Il Ciad (Répubblique du Tchad) è uno di quei paesi a cavallo fra il deserto e il verde degli altipiani dell’Africa Centrale. Il suo territorio, da sempre crocevia di mondi diversi, ha il suo fascino ma è anche teatro del dramma della siccità e della guerra.
A N’Djamena, la capitale, le tante lingue nazionali, l’arabo, il francese, si mescolano fra loro come i colori dei suoi abitanti (circa un milione, ma le cifre sono approssimative, i servizi anagrafici non aiutano). Cresce disordinatamente: lungo le grandi arterie stradali si alternano i quartieri cristiani e musulmani, e poi tanti poveri, vittime della fame e della violenza diffuse.
Dal gennaio 2013, la Comunità di Sant'Egidio ha cominciato a prendersi cura dei bambini di strada che vivono intorno al mercato di Dembé, una zona periferica della capitale. Durante la notte si rifugiano nella boscaglia per sottrarsi ai pericoli della strada e al mattino escono fuori e si sparpagliano nella città.
Raccontano gli amici di Sant'Egidio a N'Djamena: "La prima tappa del loro girovagare è il mercato. Li incontriamo lì, da diversi anni. Sono fra i primi invitati al pranzo di Natale e alle grandi feste con la Comunità.
Ma ora quest’amicizia si arricchisce di un appuntamento settimanale, il sabato: dobbiamo andare a cercarli nella boscaglia la mattina presto, fra le 6 e le 7, prima che partano per disperdersi nelle strade della città. Portiamo da mangiare un piatto di riso con salsa al pomodoro, pasta, una bevanda calda (tè o latte), e quando ci riusciamo anche patate, carne macinata e succhi di frutta".
E così, un po’ per volta, la regolarità degli incontri ha conquistato questi bambini ed adolescenti induriti dalla vita di strada: la fedeltà apre il cuore al desiderio di confidare le proprie storie e alla gratitudine per l’affetto e la protezione degli amici più grandi (talora solo di qualche anno, diversi liceali aiutano in questo servizio per strada).
Alcuni sono orfani, altri si sono allontanati da casa per difficoltà familiari, ma anche per povertà alla ricerca di qualcosa da mangiare.
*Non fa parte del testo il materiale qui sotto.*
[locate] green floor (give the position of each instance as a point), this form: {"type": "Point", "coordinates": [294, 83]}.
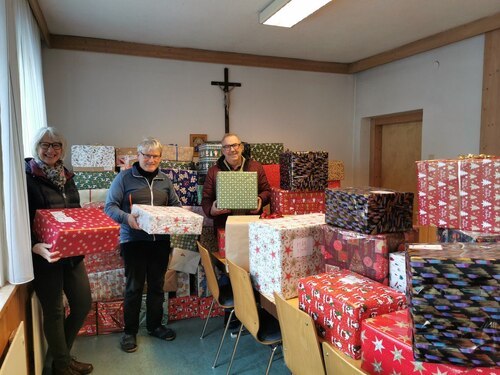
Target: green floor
{"type": "Point", "coordinates": [187, 354]}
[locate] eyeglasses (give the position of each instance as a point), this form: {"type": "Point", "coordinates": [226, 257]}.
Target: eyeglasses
{"type": "Point", "coordinates": [149, 156]}
{"type": "Point", "coordinates": [234, 146]}
{"type": "Point", "coordinates": [46, 145]}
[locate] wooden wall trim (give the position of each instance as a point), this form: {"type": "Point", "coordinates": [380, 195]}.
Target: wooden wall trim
{"type": "Point", "coordinates": [490, 110]}
{"type": "Point", "coordinates": [40, 20]}
{"type": "Point", "coordinates": [191, 54]}
{"type": "Point", "coordinates": [453, 35]}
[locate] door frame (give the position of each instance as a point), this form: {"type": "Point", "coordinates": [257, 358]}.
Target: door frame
{"type": "Point", "coordinates": [376, 124]}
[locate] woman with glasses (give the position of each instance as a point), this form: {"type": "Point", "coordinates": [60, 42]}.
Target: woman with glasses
{"type": "Point", "coordinates": [51, 185]}
{"type": "Point", "coordinates": [145, 255]}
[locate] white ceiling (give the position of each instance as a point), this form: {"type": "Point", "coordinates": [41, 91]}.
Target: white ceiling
{"type": "Point", "coordinates": [343, 31]}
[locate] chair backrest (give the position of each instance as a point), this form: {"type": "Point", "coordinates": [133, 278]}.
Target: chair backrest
{"type": "Point", "coordinates": [245, 305]}
{"type": "Point", "coordinates": [206, 261]}
{"type": "Point", "coordinates": [337, 363]}
{"type": "Point", "coordinates": [301, 347]}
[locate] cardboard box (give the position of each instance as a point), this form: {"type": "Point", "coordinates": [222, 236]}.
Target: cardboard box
{"type": "Point", "coordinates": [76, 231]}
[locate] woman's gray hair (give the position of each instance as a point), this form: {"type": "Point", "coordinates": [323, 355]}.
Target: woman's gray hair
{"type": "Point", "coordinates": [149, 143]}
{"type": "Point", "coordinates": [53, 134]}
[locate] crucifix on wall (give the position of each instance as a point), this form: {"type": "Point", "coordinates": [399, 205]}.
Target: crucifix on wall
{"type": "Point", "coordinates": [226, 87]}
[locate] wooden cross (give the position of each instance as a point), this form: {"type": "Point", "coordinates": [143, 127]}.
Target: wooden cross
{"type": "Point", "coordinates": [226, 87]}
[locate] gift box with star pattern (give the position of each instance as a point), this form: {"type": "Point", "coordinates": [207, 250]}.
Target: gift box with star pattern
{"type": "Point", "coordinates": [453, 291]}
{"type": "Point", "coordinates": [462, 194]}
{"type": "Point", "coordinates": [167, 219]}
{"type": "Point", "coordinates": [281, 251]}
{"type": "Point", "coordinates": [365, 254]}
{"type": "Point", "coordinates": [237, 190]}
{"type": "Point", "coordinates": [339, 301]}
{"type": "Point", "coordinates": [386, 344]}
{"type": "Point", "coordinates": [76, 231]}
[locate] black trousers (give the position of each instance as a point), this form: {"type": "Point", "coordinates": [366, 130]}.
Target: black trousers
{"type": "Point", "coordinates": [66, 276]}
{"type": "Point", "coordinates": [145, 261]}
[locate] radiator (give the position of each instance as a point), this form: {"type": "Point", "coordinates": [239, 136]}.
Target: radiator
{"type": "Point", "coordinates": [15, 361]}
{"type": "Point", "coordinates": [39, 342]}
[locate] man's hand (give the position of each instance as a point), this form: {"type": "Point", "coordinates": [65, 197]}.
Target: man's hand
{"type": "Point", "coordinates": [43, 249]}
{"type": "Point", "coordinates": [214, 211]}
{"type": "Point", "coordinates": [259, 206]}
{"type": "Point", "coordinates": [132, 222]}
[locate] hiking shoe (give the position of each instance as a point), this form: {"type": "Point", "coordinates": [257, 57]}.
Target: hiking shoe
{"type": "Point", "coordinates": [163, 333]}
{"type": "Point", "coordinates": [128, 343]}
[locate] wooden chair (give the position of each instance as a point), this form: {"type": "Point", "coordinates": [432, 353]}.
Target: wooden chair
{"type": "Point", "coordinates": [223, 296]}
{"type": "Point", "coordinates": [337, 363]}
{"type": "Point", "coordinates": [301, 347]}
{"type": "Point", "coordinates": [259, 323]}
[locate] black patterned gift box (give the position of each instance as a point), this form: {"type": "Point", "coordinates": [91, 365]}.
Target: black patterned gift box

Spesso sono vittime di pregiudizi e superstizioni o di questioni di interesse interne alle famiglie.
Ce ne sono che semplicemente si perdono perché le abitazioni sono molto precarie e può succedere che la famiglia si trasferisca improvvisamente in un altro quartiere.
Si fermano ai crocicchi, sul ciglio della strada, a volte non hanno neanche la forza di andare a cercare del cibo. Anche una piccola malattia, una caduta, può divenire una tragedia: con la polvere e il caldo, senza acqua per lavarsi, le ferite si infettano subito.
Avrebbero bisogno di cure e protezione, come tutti i bambini, e invece la gente passa oltre, talora li insulta e li aggredisce anche senza motivo, solo perché sono sporchi. Devono difendersi e nascondersi: di notte il buio della foresta è più rassicurante della strada. Ma da quest’anno il sabato mattina uscire fuori fa meno paura, ci sono degli amici che aspettano, che proteggono e rasserenano la vita, affettuosamente.